Native American tribe sues to stop ND voter ID law
A Native American tribe is suing to stop North Dakota’s new voter identification law before the midterm election vote next week, saying that the law disenfranchises voters living on reservations.
The complaint centers around a state voter ID law that requires voters to provide a form of identification that includes their legal name, current street address and date of birth. The plaintiffs say the street address requirement poses a unique challenge to Native Americans who live on reservations or in rural areas, as the street names and residential addressees there have been assigned in incomplete or inconsistent ways.

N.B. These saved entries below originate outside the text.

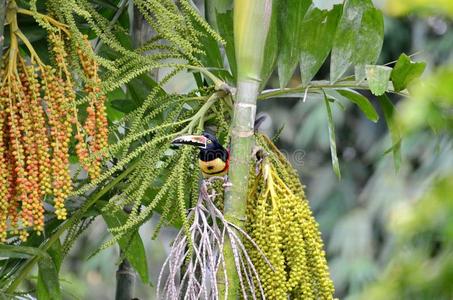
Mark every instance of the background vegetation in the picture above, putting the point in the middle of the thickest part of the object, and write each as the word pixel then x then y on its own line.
pixel 388 234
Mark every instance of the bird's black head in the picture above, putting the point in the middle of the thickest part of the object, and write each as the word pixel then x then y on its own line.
pixel 209 145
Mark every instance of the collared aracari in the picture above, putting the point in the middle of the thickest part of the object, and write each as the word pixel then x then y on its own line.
pixel 213 158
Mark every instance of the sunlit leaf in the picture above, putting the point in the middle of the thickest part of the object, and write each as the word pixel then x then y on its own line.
pixel 378 78
pixel 333 144
pixel 406 71
pixel 358 39
pixel 362 102
pixel 48 286
pixel 368 42
pixel 291 35
pixel 389 112
pixel 222 11
pixel 319 29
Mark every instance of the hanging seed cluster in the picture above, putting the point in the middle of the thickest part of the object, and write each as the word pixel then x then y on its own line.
pixel 37 117
pixel 280 221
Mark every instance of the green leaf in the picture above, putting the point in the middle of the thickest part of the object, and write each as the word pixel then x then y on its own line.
pixel 319 29
pixel 271 48
pixel 223 12
pixel 389 111
pixel 378 78
pixel 368 43
pixel 406 71
pixel 131 244
pixel 333 144
pixel 362 102
pixel 56 253
pixel 48 286
pixel 358 39
pixel 292 33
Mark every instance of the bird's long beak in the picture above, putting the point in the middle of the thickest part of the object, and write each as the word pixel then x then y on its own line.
pixel 193 140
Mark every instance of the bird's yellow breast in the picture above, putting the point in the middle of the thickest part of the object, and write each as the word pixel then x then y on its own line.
pixel 215 167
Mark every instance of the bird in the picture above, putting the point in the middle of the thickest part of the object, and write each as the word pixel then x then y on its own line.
pixel 213 159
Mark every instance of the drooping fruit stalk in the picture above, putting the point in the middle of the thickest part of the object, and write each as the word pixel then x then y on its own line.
pixel 251 26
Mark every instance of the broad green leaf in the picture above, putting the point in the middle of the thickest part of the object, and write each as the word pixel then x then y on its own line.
pixel 368 43
pixel 333 144
pixel 378 78
pixel 319 29
pixel 48 286
pixel 362 102
pixel 358 39
pixel 271 48
pixel 291 35
pixel 406 71
pixel 131 244
pixel 211 55
pixel 389 112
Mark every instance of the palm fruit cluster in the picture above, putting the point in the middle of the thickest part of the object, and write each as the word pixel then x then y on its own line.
pixel 281 223
pixel 37 117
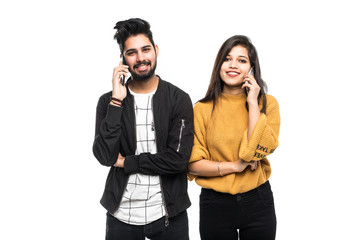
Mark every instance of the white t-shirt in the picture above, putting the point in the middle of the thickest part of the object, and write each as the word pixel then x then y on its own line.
pixel 142 201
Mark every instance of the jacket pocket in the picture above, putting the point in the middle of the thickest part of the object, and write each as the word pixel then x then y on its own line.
pixel 180 135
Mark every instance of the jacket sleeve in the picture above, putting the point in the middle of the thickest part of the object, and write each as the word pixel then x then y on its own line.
pixel 107 132
pixel 200 149
pixel 180 136
pixel 264 139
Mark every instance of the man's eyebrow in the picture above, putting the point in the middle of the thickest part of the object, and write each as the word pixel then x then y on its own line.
pixel 238 56
pixel 134 49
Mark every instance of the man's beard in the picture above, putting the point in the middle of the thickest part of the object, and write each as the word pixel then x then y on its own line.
pixel 143 76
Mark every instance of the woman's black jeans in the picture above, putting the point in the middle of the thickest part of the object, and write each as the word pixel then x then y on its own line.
pixel 252 213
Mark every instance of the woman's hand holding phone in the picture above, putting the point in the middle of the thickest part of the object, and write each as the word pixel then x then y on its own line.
pixel 252 88
pixel 118 81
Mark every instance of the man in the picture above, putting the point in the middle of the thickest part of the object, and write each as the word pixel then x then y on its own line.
pixel 144 132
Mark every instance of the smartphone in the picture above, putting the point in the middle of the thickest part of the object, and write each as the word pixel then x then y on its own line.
pixel 251 72
pixel 122 77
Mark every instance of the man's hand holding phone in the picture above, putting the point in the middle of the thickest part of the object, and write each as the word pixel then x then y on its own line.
pixel 118 81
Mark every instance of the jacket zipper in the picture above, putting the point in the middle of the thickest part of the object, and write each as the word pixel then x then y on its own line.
pixel 180 135
pixel 161 186
pixel 128 177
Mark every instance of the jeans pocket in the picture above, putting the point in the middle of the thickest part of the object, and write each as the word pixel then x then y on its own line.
pixel 266 196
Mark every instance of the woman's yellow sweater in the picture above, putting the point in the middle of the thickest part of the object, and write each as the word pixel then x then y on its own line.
pixel 221 136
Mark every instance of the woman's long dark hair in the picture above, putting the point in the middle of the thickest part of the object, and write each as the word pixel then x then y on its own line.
pixel 216 83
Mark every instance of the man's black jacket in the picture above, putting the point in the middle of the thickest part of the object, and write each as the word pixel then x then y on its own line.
pixel 174 130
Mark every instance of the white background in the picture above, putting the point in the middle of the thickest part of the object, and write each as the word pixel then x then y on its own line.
pixel 57 59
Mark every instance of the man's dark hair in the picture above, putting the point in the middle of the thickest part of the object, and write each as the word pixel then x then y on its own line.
pixel 131 27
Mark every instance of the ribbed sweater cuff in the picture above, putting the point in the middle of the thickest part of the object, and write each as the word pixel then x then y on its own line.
pixel 247 148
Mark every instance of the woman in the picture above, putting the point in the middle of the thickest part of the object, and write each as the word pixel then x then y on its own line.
pixel 236 127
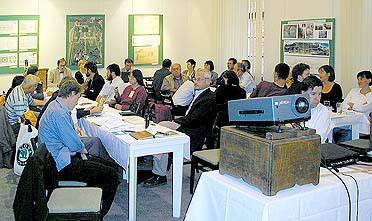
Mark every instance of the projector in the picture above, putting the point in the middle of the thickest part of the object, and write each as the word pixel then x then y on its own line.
pixel 268 111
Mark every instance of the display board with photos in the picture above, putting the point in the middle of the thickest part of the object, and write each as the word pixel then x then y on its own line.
pixel 19 42
pixel 308 41
pixel 145 40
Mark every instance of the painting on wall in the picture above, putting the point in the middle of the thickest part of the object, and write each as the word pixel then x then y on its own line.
pixel 85 38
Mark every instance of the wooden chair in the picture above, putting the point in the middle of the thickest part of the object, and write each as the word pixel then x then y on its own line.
pixel 209 158
pixel 71 203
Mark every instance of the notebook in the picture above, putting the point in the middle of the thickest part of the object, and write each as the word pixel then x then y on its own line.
pixel 334 155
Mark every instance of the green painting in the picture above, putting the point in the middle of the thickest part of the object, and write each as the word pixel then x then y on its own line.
pixel 85 37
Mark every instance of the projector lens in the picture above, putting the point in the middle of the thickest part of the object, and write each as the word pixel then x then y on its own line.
pixel 302 105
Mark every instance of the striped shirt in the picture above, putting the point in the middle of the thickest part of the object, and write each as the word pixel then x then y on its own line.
pixel 17 103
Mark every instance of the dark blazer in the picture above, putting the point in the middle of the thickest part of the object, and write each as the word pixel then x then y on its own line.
pixel 94 87
pixel 197 124
pixel 158 78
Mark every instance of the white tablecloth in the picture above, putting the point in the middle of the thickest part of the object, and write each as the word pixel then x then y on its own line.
pixel 222 197
pixel 358 121
pixel 113 129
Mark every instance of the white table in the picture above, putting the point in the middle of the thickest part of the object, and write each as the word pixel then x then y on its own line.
pixel 125 149
pixel 358 121
pixel 222 197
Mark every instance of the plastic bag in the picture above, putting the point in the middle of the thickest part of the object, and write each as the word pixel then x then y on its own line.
pixel 24 147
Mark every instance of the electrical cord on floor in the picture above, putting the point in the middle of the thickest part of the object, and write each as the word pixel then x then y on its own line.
pixel 347 190
pixel 357 187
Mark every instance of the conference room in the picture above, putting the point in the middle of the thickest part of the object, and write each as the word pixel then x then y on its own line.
pixel 41 32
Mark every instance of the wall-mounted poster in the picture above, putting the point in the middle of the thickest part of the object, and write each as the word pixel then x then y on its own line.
pixel 19 41
pixel 85 38
pixel 145 43
pixel 308 41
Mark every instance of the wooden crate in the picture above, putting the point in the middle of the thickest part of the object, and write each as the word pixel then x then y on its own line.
pixel 274 164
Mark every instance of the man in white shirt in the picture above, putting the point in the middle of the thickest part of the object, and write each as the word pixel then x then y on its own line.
pixel 320 115
pixel 113 81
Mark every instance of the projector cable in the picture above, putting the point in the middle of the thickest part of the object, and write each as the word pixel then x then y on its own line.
pixel 347 190
pixel 357 188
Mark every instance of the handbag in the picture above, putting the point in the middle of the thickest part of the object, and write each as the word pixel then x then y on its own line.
pixel 24 148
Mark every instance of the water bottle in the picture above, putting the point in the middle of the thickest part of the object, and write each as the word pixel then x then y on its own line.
pixel 147 120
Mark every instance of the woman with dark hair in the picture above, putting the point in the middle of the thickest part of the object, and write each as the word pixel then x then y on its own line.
pixel 332 91
pixel 17 80
pixel 360 99
pixel 210 67
pixel 229 91
pixel 133 95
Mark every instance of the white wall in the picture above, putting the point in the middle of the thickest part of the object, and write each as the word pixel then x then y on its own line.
pixel 189 28
pixel 353 51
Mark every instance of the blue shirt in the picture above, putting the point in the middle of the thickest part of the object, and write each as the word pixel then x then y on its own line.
pixel 17 103
pixel 57 131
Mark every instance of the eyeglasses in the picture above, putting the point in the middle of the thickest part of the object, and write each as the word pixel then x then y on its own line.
pixel 199 79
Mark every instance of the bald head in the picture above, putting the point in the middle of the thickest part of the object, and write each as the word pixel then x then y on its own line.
pixel 29 84
pixel 202 79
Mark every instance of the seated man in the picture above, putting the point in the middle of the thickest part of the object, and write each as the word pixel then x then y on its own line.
pixel 172 82
pixel 113 80
pixel 19 100
pixel 182 98
pixel 320 116
pixel 299 72
pixel 39 95
pixel 94 82
pixel 72 159
pixel 92 144
pixel 126 70
pixel 196 124
pixel 159 76
pixel 55 75
pixel 276 88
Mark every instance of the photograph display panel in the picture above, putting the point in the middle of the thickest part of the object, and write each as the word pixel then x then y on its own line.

The federally-recognized Spirit Lake Tribe filed a complaint Tuesday against North Dakota Secretary of State Alvin Jaeger that reads: “Jaeger’s implementation of the residential address requirement has imposed severe—sometimes insurmountable—burdens on the right to vote for many voters on reservations.”
“These burdens violate the First Amendment,” the court document reads.
The tribe wants the court to rule the law “violates the First and Fourteenth Amendments” of the Constitution. It’s seeking an injunction that would keep the law from being enforced on November 6, when voters will head to the polls for the midterm elections.
The secretary of state’s office said it did not comment on pending litigation.
Jaeger defended the law in an interview before the complaint was filed this week, saying that the law is not meant to disenfranchise Native American voters but rather to “establish the credibility of the election process.”
“The people who live on the reservations, their tribal government can give them a piece of letterhead, that would be tribal sanctioned, and if they say that this is the name, the residential address, and the birthdate, that’s accepted at the polls. That’s pretty easy,” Jaeger told CNN’s Drew Griffin.
Many Native Americans “simply have no residential address because the government has not assigned them one. Others have been assigned an address, but it was never communicated to them,” the court document reads.
“Rarely will one encounter a road sign in rural areas of reservations,” the court document continues. Many roads have been assigned “multiple, conflicting names,” the complaint reads, and many houses have “multiple, conflicting numbers.”
Earlier this month, the Supreme Court ruled to uphold the implementation of this voter ID law.
Justice Ruth Bader Ginsburg, in a dissent joined by Justice Elena Kagan, warned that the ruling could disenfranchise tens of thousands of voters, including both Native Americans and non-Native Americans, in a state where the voting-age population is only about 600,000, citing a district court’s findings.